Tom, Dick and Harry were neighbors, business associates, and close personal friends. When Tom became interested in spiritual matters it was only natural that Dick and Harry should also give the subject some attention.

But obedience to the gospel is an individual matter -- for accountable beings -- free agents. Tom had to do his own believing, repent of his own sins, and be baptized -- for himself. (Acts 2:38, "every one of you") Tom thus became a branch on the vine, a citizen in Christ's kingdom, a member of the body of Christ, His church. He could not do any of these things on behalf of Dick or Harry. Each had to reach his own decision, render his own obedience. We happily report that each thus became Christians.

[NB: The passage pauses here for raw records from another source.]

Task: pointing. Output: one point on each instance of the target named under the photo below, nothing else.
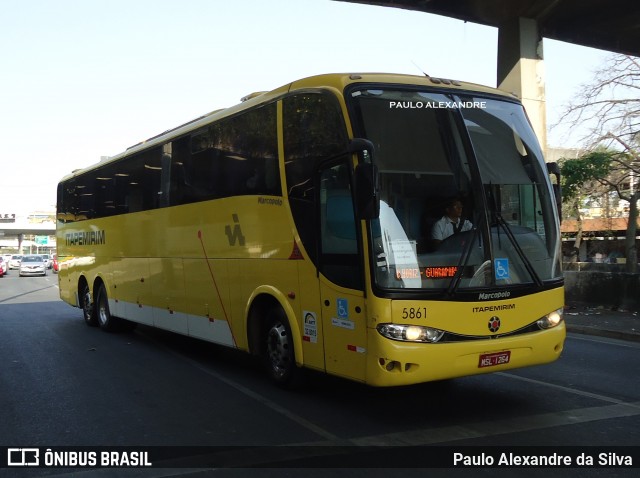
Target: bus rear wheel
(279, 354)
(88, 309)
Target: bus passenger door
(341, 276)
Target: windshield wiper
(462, 263)
(512, 238)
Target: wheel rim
(86, 304)
(278, 351)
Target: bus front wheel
(279, 354)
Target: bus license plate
(497, 358)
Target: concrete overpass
(15, 231)
(612, 25)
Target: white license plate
(493, 359)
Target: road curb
(611, 334)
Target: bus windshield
(465, 197)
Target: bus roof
(335, 81)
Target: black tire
(88, 307)
(279, 355)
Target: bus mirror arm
(367, 192)
(357, 145)
(554, 170)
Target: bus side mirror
(554, 172)
(367, 193)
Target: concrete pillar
(521, 70)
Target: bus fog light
(413, 333)
(410, 333)
(551, 320)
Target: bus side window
(338, 234)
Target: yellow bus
(300, 226)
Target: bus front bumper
(405, 363)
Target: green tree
(580, 181)
(608, 109)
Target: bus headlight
(410, 333)
(551, 320)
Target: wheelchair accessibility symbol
(343, 308)
(501, 267)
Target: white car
(14, 262)
(32, 265)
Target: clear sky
(81, 79)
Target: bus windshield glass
(465, 196)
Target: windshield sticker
(342, 308)
(502, 269)
(343, 323)
(310, 327)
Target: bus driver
(451, 223)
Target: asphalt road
(63, 383)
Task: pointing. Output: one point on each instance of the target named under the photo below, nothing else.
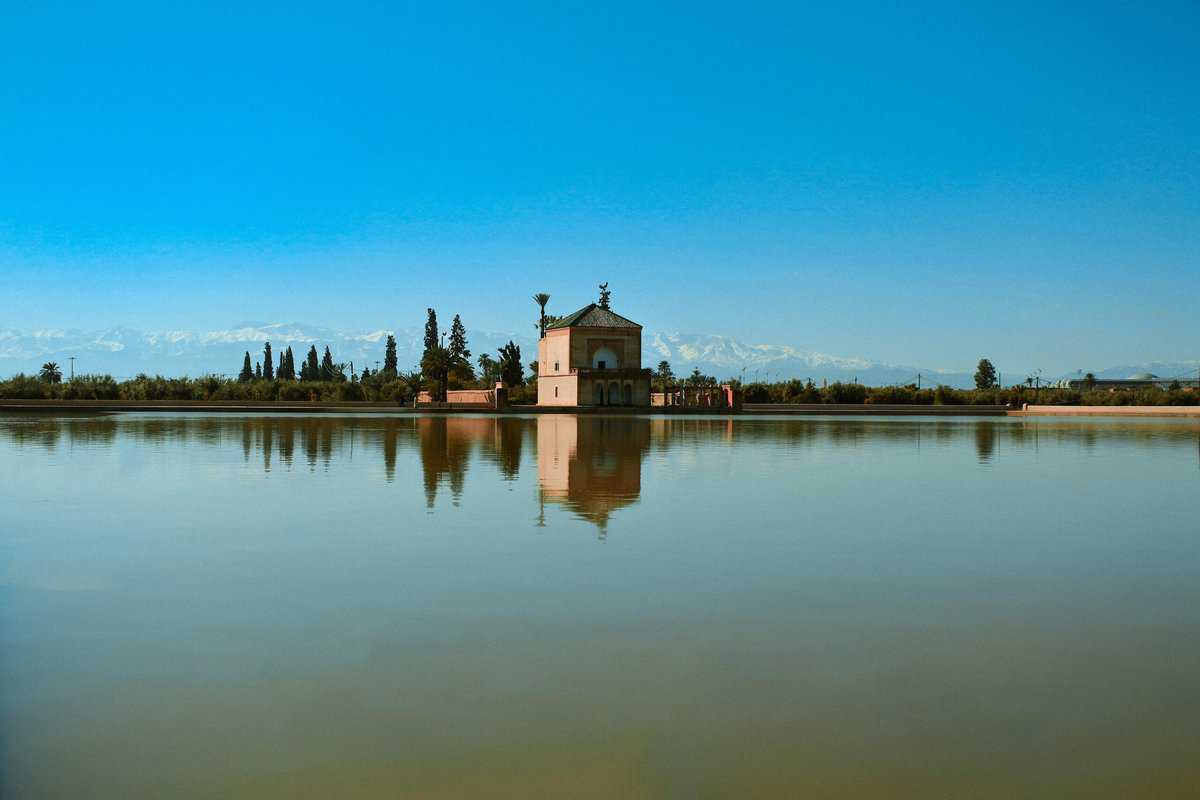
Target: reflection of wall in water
(592, 465)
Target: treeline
(444, 365)
(798, 391)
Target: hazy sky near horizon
(917, 184)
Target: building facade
(592, 358)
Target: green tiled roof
(593, 316)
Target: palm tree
(541, 299)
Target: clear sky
(909, 182)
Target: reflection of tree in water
(591, 464)
(985, 440)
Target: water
(598, 607)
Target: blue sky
(911, 182)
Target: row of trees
(311, 368)
(444, 365)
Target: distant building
(592, 358)
(1141, 380)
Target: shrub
(839, 392)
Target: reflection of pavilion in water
(592, 465)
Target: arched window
(605, 359)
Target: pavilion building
(592, 358)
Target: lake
(219, 606)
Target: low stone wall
(880, 409)
(493, 398)
(718, 397)
(1108, 410)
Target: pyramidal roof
(593, 316)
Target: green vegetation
(798, 391)
(390, 367)
(985, 374)
(268, 374)
(247, 372)
(511, 371)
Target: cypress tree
(247, 372)
(327, 365)
(389, 359)
(459, 341)
(431, 330)
(289, 365)
(311, 370)
(268, 368)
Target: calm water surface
(598, 607)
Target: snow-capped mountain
(724, 358)
(125, 353)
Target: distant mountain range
(125, 353)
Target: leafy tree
(985, 374)
(412, 383)
(541, 299)
(51, 373)
(459, 340)
(460, 356)
(511, 372)
(431, 331)
(666, 378)
(247, 371)
(389, 359)
(489, 370)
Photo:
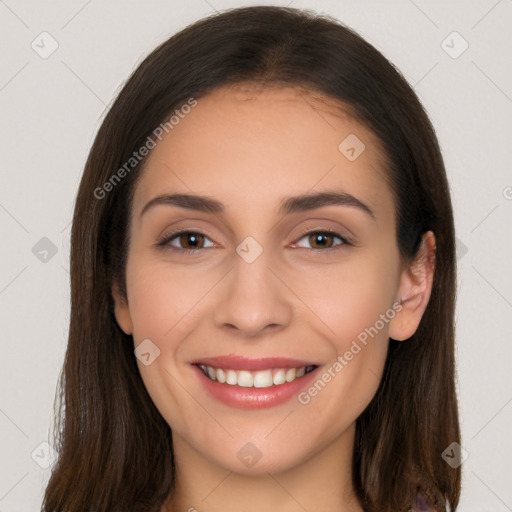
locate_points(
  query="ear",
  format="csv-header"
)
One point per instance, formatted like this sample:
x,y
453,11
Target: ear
x,y
414,290
122,311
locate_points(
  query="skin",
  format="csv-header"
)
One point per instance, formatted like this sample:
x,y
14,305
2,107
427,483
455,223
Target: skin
x,y
250,149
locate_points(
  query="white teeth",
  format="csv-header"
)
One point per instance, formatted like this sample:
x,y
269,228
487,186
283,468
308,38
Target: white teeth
x,y
220,375
279,377
245,379
231,377
263,379
291,374
257,379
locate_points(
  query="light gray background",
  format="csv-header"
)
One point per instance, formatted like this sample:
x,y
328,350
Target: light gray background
x,y
51,109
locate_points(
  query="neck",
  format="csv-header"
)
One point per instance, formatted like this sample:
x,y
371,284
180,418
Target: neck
x,y
322,483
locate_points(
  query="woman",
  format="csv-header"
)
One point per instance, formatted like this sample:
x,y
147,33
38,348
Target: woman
x,y
263,283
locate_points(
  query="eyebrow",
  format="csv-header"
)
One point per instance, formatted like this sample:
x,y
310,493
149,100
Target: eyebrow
x,y
288,206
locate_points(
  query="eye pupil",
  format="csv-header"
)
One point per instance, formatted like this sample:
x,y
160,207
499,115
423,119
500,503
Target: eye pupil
x,y
186,237
317,239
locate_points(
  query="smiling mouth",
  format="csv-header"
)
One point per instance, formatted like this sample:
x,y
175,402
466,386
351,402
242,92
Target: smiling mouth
x,y
257,379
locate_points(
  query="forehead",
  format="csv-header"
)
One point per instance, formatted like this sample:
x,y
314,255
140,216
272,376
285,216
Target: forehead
x,y
252,147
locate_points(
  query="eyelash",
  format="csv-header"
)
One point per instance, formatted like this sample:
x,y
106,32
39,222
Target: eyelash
x,y
166,239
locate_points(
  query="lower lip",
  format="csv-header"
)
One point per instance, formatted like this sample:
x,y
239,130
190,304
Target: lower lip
x,y
254,398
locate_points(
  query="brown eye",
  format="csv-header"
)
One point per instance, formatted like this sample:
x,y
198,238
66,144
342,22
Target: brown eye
x,y
184,240
194,239
323,240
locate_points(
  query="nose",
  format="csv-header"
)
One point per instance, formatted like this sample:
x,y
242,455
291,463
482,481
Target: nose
x,y
254,299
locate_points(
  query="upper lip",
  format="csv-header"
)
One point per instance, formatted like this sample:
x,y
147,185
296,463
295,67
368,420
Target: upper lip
x,y
237,362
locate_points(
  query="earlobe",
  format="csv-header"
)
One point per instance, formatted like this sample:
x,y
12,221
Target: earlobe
x,y
122,311
414,291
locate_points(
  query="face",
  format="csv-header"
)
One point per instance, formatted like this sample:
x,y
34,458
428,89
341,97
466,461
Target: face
x,y
293,264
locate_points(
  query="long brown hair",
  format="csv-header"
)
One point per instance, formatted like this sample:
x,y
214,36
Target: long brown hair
x,y
114,448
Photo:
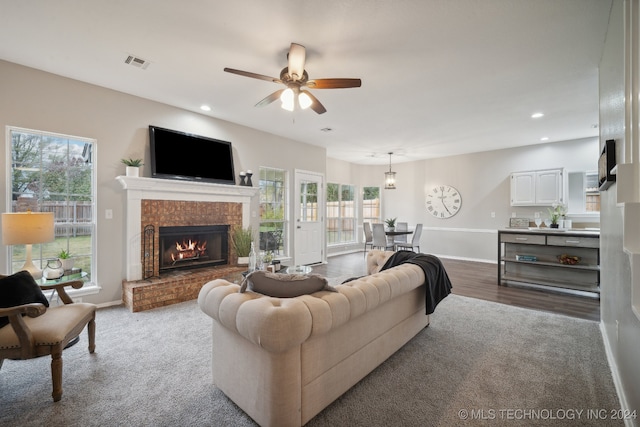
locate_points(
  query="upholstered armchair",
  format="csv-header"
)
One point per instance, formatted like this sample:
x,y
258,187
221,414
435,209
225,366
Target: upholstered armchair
x,y
33,329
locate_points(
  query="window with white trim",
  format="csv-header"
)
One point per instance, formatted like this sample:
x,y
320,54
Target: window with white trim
x,y
273,211
341,213
54,173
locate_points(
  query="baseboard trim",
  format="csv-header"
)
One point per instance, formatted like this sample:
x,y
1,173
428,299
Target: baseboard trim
x,y
615,374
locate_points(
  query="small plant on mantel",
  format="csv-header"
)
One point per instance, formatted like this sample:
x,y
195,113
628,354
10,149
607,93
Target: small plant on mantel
x,y
133,166
241,239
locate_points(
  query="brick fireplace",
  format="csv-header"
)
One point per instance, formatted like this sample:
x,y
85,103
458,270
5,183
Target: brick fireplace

Then Tom, Dick, and Harry began to worship together, and work together in the service of the Lord. They were careful to function in keeping with the divine pattern -- the commands, approved examples, and necessary inferences of the New Testament concerning a congregation of God's people. They constituted a local church of Christ -- not because they were Tom, Dick and Harry; but because they conformed to the Lord's will in teaching and practice.

As the years passed by, people of the community tended to associate the "church of Christ" with Tom, Dick and Harry -- to consider them as one -- so that what Tom, Dick and Harry did, the neighbors thought this to be the authorized practice of the "church of Christ." And what Tom, Dick and Harry taught, the neighbors thought this to be a sort of "official doctrine" of the "church of Christ." It's hard to blame the neighbors for thinking this -- for they were not too well versed in the apostles' doctrine; but even Tom, Dick and Harry began to adopt this manner of thinking. They were close, these three, and influenced one-another; but in God's sight each was still individually responsible for his subjection to the divine will. Tom could not obey the gospel for Dick or Harry; and Tom can not be faithful, or unfaithful, to the Lord for these friends.

When Tom advocated a practice for the local church for which there was no N.T. authority; be it instrumental music in the worship, or social, benevolent or missionary adjuncts to the organizational structure; Dick was individually responsible for "going along. " Harry will have to give account to an indignant Lord for "saying nothing" and continuing to support the error. They came together by individual choice; and they could "come out from among" by the same individual choice. (2 Cor. 6:14-18)

Tom, Dick and Harry constituted a true "church of Christ" only because they abode in the truth. Others commit a grave error in following Tom, Dick and Harry when they should be following the truth of God. Yet thousands make this mistake today. "Old brother" or "highly educated brother" Tom, Dick and Harry are, in their sectarian eye, "the church" -- and they feel they must stay with Tom, Dick and Harry even when it means breaking their fellowship with Jesus Christ.